We can further improve the interaction plot by making the y-axis more understandable. For this we can add the suffix "kg" to the text of the y-axis. This allows readers to see directly what kind of variable the y-axis represents. To perform this transformation, we use the scales package. Let's first have a look at a small example to understand how scales work:

``````# If you haven't installed scales yet, do:
# install.packages("scales"), then
library(scales)

unit_format(unit = "my_suffix", accuracy = 0.5)(c(2.4, 3.7))``````
`` "2.5 my_suffix" "3.5 my_suffix"``

You see that the function `unit_format` has an argument unit with which we can add the suffix. We can also use accuracy to determine how many decimal places there should be and how exact these decimal places should be.
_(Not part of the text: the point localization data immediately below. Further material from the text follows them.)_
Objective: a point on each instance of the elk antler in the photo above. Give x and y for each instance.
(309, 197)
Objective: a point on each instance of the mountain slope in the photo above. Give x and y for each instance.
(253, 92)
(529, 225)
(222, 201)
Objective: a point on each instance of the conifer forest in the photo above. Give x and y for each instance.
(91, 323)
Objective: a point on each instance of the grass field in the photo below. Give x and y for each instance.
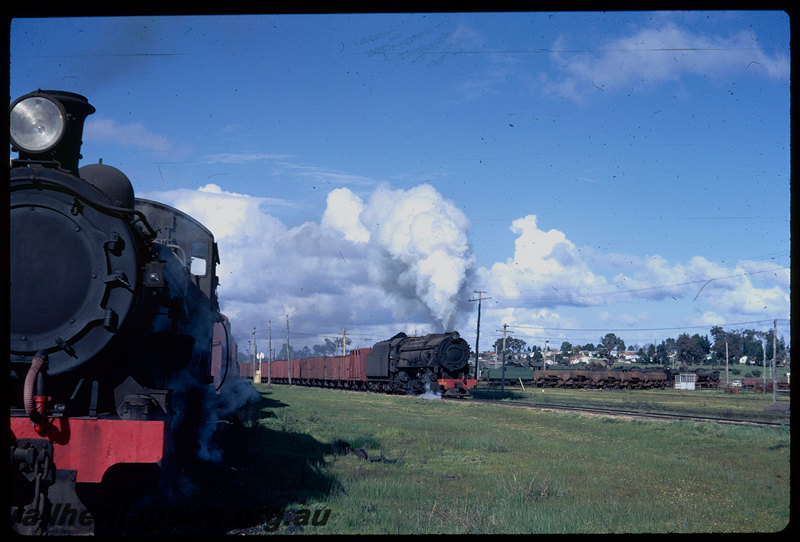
(743, 405)
(433, 466)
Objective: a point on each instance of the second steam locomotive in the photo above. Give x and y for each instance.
(437, 363)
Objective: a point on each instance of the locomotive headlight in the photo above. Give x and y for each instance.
(37, 123)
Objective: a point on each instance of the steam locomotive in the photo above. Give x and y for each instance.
(114, 323)
(435, 363)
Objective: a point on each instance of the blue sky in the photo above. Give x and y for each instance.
(591, 172)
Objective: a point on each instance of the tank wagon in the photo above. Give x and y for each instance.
(596, 378)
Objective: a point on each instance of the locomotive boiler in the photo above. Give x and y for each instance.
(113, 307)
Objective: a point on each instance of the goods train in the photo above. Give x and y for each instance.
(117, 344)
(402, 365)
(620, 377)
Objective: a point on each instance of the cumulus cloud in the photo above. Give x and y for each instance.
(400, 260)
(407, 271)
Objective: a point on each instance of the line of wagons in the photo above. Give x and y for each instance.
(598, 378)
(412, 365)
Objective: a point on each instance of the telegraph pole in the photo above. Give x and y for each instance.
(774, 365)
(255, 354)
(478, 335)
(727, 380)
(503, 375)
(764, 353)
(269, 352)
(288, 357)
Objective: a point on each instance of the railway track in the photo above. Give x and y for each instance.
(614, 412)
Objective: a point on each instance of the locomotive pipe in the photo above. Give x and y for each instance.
(34, 397)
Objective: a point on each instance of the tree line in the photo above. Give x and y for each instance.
(685, 349)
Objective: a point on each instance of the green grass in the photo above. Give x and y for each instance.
(461, 467)
(744, 405)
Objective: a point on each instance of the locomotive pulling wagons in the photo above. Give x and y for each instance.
(436, 363)
(113, 313)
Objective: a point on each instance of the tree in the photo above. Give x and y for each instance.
(612, 342)
(691, 350)
(513, 345)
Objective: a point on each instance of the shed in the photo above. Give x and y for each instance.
(685, 381)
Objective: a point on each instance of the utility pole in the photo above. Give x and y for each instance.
(764, 354)
(478, 335)
(269, 353)
(503, 375)
(774, 365)
(727, 381)
(288, 357)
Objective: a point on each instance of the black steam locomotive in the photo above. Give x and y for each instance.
(413, 365)
(435, 363)
(113, 307)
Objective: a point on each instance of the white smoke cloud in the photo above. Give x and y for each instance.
(399, 262)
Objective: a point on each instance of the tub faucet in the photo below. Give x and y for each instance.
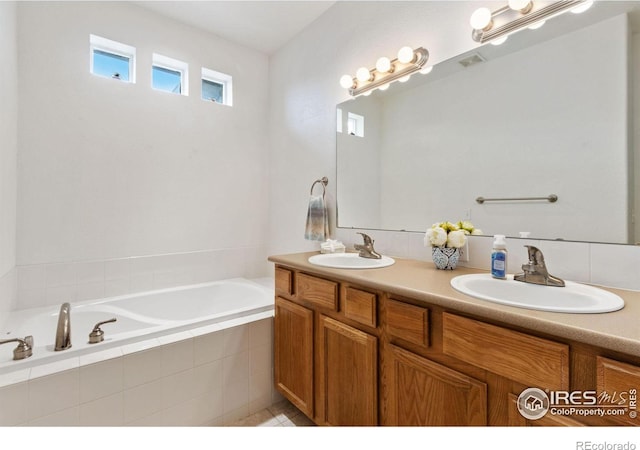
(366, 250)
(535, 271)
(63, 332)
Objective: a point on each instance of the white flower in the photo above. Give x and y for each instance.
(435, 236)
(456, 239)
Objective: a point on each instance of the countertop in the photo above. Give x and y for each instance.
(618, 331)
Let's add our suffix `kg` to our visualization:

``````cleaned_data %>%
ggplot(aes(Diet, mean_diff)) +
geom_line(size = 1.2, aes(group = gender, color = gender)) +
geom_point(size = 2.6, aes(color = gender), shape = 15) +
geom_text(size = 6, aes(label = label,
color = gender),
nudge_x = 0.04, hjust = 0,
data = labels) +
guides(color = FALSE) +
labs(
title = "Interaction between diet and gender",
subtitle = paste0("Women benefit most from diet 3 compared to men.\n",
"There are no significant differences between women and\n",
"men in diet 1 and diet 2."),
caption = "Source: https://www.sheffield.ac.uk/mash/statistics/datasets",
x = "diet",
y = "weight loss after 6 weeks"
) +
scale_y_continuous(breaks = seq(-6.5, -2.5, by = 1),                     limits = c(-6.5, -2.5),                     expand = c(0, 0),                     labels = scales::unit_format(unit = "kg",                                                  accuracy = 0.5)) +  scale_color_manual(values = c("#d192b4", "#80ac54"))`````` With the help of the function scale_y_continuous we have now determined the breaks, the limits of the visualization and determined with expand that the y-axis stops and starts exactly at these limits. We added the function `unit_format` to the argument labels and chose the suffix `kg`.
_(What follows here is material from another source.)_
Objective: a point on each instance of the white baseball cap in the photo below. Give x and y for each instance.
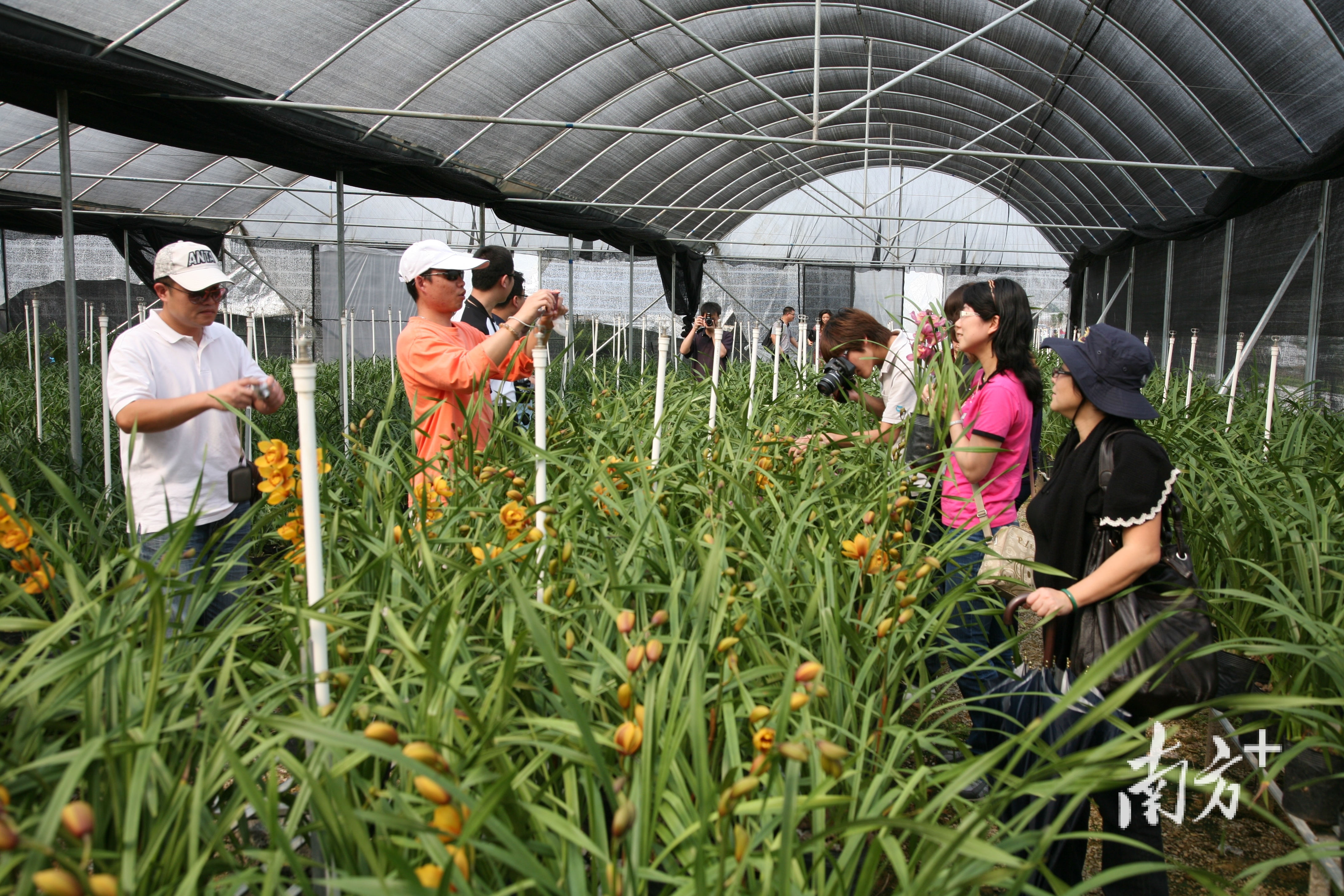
(435, 253)
(191, 265)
## Improving the design of the interaction plot

Finally, we can use the theme function to adapt the entire design to the visualization. With `theme` we can change any element of the visualization. It is best to look at each change individually so that you understand what it does.

``````cleaned_data %>%
ggplot(aes(Diet, mean_diff)) +
# Previous code goes here
theme(    text = element_text(family = "Roboto"),    plot.margin = unit(rep(1.2, 4), "cm"),    plot.title = element_text(size = 20,                               color = "#22292F",                              face = "bold",                              margin = margin(b = 5)),    plot.subtitle = element_text(size = 15,                                  margin = margin(b = 35)),    plot.caption = element_text(size = 10,                                margin = margin(t = 25),                                color = "#606F7B"),    panel.background = element_blank(),    axis.text = element_text(size = 12, color = "#22292F"),    axis.text.x = element_text(margin = margin(t = 5)),    axis.text.y = element_text(margin = margin(r = 5)),    axis.line = element_line(color = "#3D4852"),    axis.title = element_text(size = 14),    axis.title.y = element_text(margin = margin(r = 15),                                hjust = 0.5),    axis.title.x = element_text(margin = margin(t = 15),                                hjust = 0.5),    panel.grid.major = element_line(color = "#DAE1E7"),    panel.grid.major.x = element_blank()  )`````` For example, we have removed the grey background of the visualization by using the argument `panel.background`. In addition, we have added a little margin (`plot.margin`) around the whole visualization in order not to let the visualization appear too dense.

I hope you learned a few new things from the tutorial. Thanks for reading.